Философский камень затряс головой. Слова жреца действовали гипнотически, не давая сосредоточиться. Наконец он пробормотал:
- Вы повторяетесь, уважаемый Версус. На личности переходите. Прошу прощения, но я не способен продолжать полемику в подобном ключе.
Завидев Ланселота, Квинтэссенций очень обрадовался. Подпрыгнул, засеменил к краю бассейна:
- Ох, батюшки! Истессо? Да. Это вы. Хотя конечно же я могу быть неправ.
- Это он, - подтвердила Маггара. - Что ты там делаешь? Иди к нам.
- Не могу. Меня держит этот гнусный жрец.
Версус поднялся на одном локте и осмотрел компанию придирчивым взглядом.
- Кто вы такие, хочу допросить вас пристрастно и грозно? Кто вам позволил тревожить покой утомленного бога? Или же вам, дерзновенным, плевать на чужие святыни? С чем заявились, мерзавцы, в сии благодатные стены?
Дамаэнур грозно ощерил пасть:
- За моей невестой мы пришли! А ты кто?
- Ну что ты молчишь, Хоакин? - Маггара толкнула стрелка в плечо. - Скажи что-нибудь!
Хоакин не ответил. Он пошел к жрецу - нарочито медленно, без злобы. Версус беспомощно заозирался. Отхлебнул из крохотного кувшинчика и заголосил:
- Горе, о горе! Захватчики злобные в храме! Где вы, жрецы, где дубинки, где храмовый зверь Катаблефас?
- Идем! Идем с нами, Квинтэссенций! - крикнула Маггара.
- Не могу. Фигурально выражаясь, я повязан по рукам и ногам демагогической аргументацией. Я же все-таки философствующий камень.
Он поднял руки, и все увидели золоченые цепи на запястьях. Кто не знает, как тяжело рвать эти путы? Свободнейшие из свободных, сильнейшие, умнейшие… Как часто оказывались вы не в состоянии заниматься своими делами лишь потому, что кто-то втянул вас в спор? Уж и причина давно забыта, а вы все кричите, ругаетесь и не в силах покинуть друг друга. Иллюзия, будто вы совместно рождаете истину, держит крепче брачных уз, любовного ложа.
- Наплюй, - хрипло предложил сильф. - Давай, так двинем… вместе. Там с тебя цепочки и снимем, а?
- Ну как я брошу столь важную дискуссию? Мы тут беседуем об ответственности творца. О священном, неотъемлемом, прошу прощения… О персонификациях идей.

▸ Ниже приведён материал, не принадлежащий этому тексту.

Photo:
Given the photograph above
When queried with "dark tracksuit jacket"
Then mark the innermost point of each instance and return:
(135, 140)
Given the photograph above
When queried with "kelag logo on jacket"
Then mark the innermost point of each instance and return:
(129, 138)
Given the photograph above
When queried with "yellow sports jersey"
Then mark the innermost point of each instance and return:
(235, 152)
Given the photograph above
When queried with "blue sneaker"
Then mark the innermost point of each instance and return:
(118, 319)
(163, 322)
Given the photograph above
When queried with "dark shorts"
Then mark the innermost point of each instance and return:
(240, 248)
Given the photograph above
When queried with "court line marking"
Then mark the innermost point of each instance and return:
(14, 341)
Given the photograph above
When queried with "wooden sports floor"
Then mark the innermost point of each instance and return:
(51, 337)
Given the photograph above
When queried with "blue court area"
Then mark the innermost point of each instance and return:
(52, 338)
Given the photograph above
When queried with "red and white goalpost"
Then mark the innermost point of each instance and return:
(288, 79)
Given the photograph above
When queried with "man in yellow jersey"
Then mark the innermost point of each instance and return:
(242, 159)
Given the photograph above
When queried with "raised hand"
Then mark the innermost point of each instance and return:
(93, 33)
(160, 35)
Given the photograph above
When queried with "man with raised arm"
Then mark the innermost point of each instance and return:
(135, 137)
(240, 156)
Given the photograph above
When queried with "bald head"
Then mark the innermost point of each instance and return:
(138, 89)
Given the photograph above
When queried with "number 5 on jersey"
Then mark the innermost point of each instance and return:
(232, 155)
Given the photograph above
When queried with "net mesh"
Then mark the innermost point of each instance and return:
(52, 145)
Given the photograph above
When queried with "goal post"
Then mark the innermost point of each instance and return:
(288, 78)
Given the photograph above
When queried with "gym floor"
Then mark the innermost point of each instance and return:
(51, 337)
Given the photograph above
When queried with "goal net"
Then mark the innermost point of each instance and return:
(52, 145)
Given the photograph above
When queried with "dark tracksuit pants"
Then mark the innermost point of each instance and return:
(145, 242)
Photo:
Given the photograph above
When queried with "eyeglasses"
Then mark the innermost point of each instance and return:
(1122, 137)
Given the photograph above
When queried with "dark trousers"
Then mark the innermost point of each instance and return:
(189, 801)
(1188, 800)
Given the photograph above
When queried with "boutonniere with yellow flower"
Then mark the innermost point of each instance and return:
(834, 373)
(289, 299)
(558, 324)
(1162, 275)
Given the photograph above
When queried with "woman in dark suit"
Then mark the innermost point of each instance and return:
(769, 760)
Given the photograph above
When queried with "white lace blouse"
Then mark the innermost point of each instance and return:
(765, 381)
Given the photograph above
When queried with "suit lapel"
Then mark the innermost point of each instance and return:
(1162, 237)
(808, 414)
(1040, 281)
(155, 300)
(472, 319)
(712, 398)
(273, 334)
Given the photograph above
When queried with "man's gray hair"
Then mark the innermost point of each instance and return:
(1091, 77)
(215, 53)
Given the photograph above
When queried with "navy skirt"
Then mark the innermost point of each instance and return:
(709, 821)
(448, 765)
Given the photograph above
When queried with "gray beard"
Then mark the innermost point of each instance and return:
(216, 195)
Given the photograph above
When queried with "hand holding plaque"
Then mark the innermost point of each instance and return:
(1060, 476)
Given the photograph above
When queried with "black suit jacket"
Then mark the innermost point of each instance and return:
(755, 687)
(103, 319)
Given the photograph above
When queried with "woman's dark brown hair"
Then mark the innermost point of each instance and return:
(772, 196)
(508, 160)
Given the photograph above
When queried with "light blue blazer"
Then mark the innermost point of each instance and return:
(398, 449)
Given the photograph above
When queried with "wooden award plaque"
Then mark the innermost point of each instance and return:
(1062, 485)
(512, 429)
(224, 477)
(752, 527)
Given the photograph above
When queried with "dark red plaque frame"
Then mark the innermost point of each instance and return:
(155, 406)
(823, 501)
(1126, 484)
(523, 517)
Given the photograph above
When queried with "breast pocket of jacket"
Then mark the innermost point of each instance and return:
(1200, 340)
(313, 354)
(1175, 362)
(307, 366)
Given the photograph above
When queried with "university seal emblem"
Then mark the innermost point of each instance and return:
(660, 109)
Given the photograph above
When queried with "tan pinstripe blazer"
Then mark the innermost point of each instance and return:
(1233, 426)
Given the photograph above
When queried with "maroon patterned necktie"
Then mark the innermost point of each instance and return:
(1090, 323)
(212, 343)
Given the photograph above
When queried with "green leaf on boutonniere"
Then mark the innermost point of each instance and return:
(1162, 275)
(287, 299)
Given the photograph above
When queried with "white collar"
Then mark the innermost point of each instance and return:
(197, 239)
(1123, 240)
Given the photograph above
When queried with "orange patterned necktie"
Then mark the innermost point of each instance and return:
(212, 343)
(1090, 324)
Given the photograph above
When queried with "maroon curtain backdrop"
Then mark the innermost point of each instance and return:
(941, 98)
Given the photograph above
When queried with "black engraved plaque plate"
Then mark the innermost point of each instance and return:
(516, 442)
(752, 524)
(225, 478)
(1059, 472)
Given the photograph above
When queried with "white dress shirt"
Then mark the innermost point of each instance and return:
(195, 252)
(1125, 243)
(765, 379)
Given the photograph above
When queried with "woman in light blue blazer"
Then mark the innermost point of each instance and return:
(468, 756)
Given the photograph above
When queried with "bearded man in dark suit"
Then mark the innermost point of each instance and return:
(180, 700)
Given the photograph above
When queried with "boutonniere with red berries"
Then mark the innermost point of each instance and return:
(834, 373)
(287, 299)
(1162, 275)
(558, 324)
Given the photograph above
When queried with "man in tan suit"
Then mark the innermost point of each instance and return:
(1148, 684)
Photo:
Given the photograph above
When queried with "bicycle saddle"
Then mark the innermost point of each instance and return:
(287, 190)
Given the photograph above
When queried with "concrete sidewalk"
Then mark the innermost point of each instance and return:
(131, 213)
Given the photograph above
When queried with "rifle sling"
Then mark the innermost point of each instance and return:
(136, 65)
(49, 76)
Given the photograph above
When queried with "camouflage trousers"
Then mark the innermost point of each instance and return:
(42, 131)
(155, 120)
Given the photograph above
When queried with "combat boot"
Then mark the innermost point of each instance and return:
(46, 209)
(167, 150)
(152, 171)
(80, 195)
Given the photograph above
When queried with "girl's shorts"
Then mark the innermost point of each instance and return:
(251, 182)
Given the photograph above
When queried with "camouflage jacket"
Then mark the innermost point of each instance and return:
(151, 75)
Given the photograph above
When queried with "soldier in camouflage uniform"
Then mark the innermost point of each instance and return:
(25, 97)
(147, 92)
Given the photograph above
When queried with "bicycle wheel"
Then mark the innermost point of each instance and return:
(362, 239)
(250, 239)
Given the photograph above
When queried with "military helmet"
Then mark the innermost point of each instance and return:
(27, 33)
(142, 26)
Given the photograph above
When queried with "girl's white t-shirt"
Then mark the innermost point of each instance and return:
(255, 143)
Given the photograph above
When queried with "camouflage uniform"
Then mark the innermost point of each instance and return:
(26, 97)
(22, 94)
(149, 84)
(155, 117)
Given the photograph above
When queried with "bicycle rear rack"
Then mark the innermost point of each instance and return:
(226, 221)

Дамаэнур с удивлением уставился на брата Версуса.
- Ответственность творца? - хмыкнул он. - Да что этот сморчок в творцах понимает?
Квинтэссенций растерянно переводил взгляд с Дамаэнура на Версуса.
- Доводы ваши, увы, безупречностью слога не блещ…
- Он ведь жрец. Смотри - пузо выкатил. И морда красная!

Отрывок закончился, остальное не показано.